The "A Regular Expression Matcher" in Beautiful Code is a command-line wildcard matcher (from memory), and lacks parentheses and alternation. Useful, and probably an ideal example for the book, but much less powerful even than a mathematical regular expression.
I think you will learn much faster about parsing if you just read source code. Once you have looked at more then two implementation of the same thing you start to see similarities and differences and pick up the ideas in use.
Sounds like a theory rather than something you're tried. :-)
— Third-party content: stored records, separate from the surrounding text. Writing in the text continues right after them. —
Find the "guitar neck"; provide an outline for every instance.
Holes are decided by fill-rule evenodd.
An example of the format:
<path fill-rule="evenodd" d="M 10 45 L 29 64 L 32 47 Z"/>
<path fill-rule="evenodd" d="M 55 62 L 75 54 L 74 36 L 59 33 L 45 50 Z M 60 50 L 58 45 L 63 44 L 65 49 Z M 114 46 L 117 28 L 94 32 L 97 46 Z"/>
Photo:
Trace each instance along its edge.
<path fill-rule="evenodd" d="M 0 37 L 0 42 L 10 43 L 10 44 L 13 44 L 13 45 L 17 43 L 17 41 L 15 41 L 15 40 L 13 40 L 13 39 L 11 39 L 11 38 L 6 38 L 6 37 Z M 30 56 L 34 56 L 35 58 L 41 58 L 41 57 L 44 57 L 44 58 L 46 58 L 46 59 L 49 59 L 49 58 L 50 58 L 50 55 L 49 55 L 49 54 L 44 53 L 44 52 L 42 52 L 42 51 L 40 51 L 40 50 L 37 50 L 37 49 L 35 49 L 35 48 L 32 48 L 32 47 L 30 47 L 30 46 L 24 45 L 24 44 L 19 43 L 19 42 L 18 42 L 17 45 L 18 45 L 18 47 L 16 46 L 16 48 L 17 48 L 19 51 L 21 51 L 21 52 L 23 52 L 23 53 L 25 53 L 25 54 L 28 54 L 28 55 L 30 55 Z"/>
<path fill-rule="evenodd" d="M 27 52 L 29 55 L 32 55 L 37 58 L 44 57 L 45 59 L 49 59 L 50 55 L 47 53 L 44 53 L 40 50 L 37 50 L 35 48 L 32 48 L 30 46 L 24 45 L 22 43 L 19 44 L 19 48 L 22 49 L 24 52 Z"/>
You might be right, but regular expressions (for example) are one of those relatively rare tools in computer science that are both very practical and very theoretical - difficult to grasp without understanding the concepts. Personally, I did have a (brief) look some source code (for parsing particles for the XML Schema in Xerces; and the perl-style regex library in Java), but they really didn't make much sense until I went back to the Dragon book. Maybe if I'd spent more time on the source code, and looked at many more examples, and also mixed in some less sophisticated examples, it would have also become clearer... but I really don't think so. You need the ideas that the code is trying to implement, in addition to seeing the surface code. Regular expressions, and implementations of Thompson's powerset algorithm are really hard to understand even with the concepts.
But like I said, you could be right. Why not try out your approach, to test it as a hypothesis, and let us know how you went, with a "Tell HN: learning parsing by reading source code" submission?